First of all, the board must be picked out to remove the formed copper oxide: 2-3 seconds in a 5% solution of hydrochloric acid, followed by rinsing in running water.

It is enough to simply carry out chemical tinning by immersing the board in an aqueous solution containing tin chloride. The release of tin on the surface of a copper coating occurs when immersed in a tin salt solution in which the potential of the copper is more electronegative than the coating material. The change in potential in the desired direction is facilitated by the introduction of a complexing additive, thiocarbamide (thiourea), into the tin salt solution.

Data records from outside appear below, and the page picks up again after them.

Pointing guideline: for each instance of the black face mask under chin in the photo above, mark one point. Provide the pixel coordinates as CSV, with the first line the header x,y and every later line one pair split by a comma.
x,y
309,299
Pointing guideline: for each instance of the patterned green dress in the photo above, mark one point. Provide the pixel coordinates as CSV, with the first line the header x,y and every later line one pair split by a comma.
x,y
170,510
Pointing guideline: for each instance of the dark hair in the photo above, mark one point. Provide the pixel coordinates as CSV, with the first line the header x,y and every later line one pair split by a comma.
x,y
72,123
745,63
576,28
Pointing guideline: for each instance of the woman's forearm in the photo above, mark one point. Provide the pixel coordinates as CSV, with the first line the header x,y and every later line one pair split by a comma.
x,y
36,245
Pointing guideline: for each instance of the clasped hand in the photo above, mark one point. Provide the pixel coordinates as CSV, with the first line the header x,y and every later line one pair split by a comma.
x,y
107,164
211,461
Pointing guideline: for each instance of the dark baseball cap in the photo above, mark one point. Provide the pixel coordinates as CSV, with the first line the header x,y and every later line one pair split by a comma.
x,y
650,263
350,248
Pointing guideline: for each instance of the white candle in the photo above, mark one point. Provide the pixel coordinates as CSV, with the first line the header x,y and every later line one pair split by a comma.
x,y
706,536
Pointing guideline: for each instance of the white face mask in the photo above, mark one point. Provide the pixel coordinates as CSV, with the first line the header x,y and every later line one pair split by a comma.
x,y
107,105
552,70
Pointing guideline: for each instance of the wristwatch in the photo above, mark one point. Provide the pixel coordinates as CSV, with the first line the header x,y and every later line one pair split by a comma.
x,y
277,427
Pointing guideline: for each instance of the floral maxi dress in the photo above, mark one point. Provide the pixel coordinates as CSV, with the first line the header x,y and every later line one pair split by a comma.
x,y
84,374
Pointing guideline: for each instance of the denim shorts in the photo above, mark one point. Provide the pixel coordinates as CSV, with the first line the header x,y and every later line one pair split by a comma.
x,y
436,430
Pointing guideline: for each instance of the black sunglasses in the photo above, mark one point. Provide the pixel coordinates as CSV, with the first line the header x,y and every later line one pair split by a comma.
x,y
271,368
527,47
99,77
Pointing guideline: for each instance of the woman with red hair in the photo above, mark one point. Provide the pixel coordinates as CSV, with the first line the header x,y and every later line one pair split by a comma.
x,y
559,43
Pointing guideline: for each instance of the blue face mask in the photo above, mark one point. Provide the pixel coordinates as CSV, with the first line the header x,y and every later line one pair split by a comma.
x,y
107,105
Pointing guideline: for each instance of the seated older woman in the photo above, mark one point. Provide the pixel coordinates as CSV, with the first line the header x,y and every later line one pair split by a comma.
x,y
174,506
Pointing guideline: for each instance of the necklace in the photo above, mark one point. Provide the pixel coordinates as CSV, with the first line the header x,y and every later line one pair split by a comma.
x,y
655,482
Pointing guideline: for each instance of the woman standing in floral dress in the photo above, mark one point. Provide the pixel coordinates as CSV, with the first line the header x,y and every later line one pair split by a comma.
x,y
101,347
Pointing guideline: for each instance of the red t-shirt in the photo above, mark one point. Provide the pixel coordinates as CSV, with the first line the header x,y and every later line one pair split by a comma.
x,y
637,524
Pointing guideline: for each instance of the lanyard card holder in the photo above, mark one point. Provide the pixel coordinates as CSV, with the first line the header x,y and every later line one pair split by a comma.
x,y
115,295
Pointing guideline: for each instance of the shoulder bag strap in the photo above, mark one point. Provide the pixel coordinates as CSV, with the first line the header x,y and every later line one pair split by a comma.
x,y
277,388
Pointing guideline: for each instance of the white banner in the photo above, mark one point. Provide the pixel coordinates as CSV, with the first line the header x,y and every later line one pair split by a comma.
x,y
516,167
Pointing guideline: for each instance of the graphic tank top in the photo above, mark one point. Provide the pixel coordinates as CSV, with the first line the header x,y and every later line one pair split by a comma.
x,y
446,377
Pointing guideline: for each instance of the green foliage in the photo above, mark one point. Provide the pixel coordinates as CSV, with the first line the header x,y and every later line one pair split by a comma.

This type of solution has the following composition (g/l):

Among those listed, the most common are solutions 1 and 2. Sometimes it is proposed to use as a surfactant for the 1st solution detergent"Progress" in the amount of 1 ml/l. Adding 2-3 g/l bismuth nitrate to the 2nd solution leads to the precipitation of an alloy containing up to 1.5% bismuth, which improves the solderability of the coating (prevents aging) and greatly increases the shelf life of the finished PCB before soldering components.

To preserve the surface, aerosol sprays based on fluxing compositions are used. After drying, the varnish applied to the surface of the workpiece forms a strong, smooth film that prevents oxidation. One of the popular substances is “SOLDERLAC” from Cramolin. Subsequent soldering is carried out directly on the treated surface without additional varnish removal. In particularly critical cases of soldering, the varnish can be removed with an alcohol solution.

Artificial tinning solutions deteriorate over time, especially when exposed to air. Therefore, if you have large orders infrequently, then try to prepare a small amount of solution at once, sufficient to tinning the required amount of PP, and store the remaining solution in a closed container (bottles of the type used in photography that do not allow air to pass through are ideal). It is also necessary to protect the solution from contamination, which can greatly degrade the quality of the substance.

In conclusion, I want to say that it is still better to use ready-made photoresists and not bother with metalizing holes at home; you still won’t get great results.

Many thanks to the candidate of chemical sciences Filatov Igor Evgenievich for consultations on issues related to chemistry.
I also want to express my gratitude Igor Chudakov."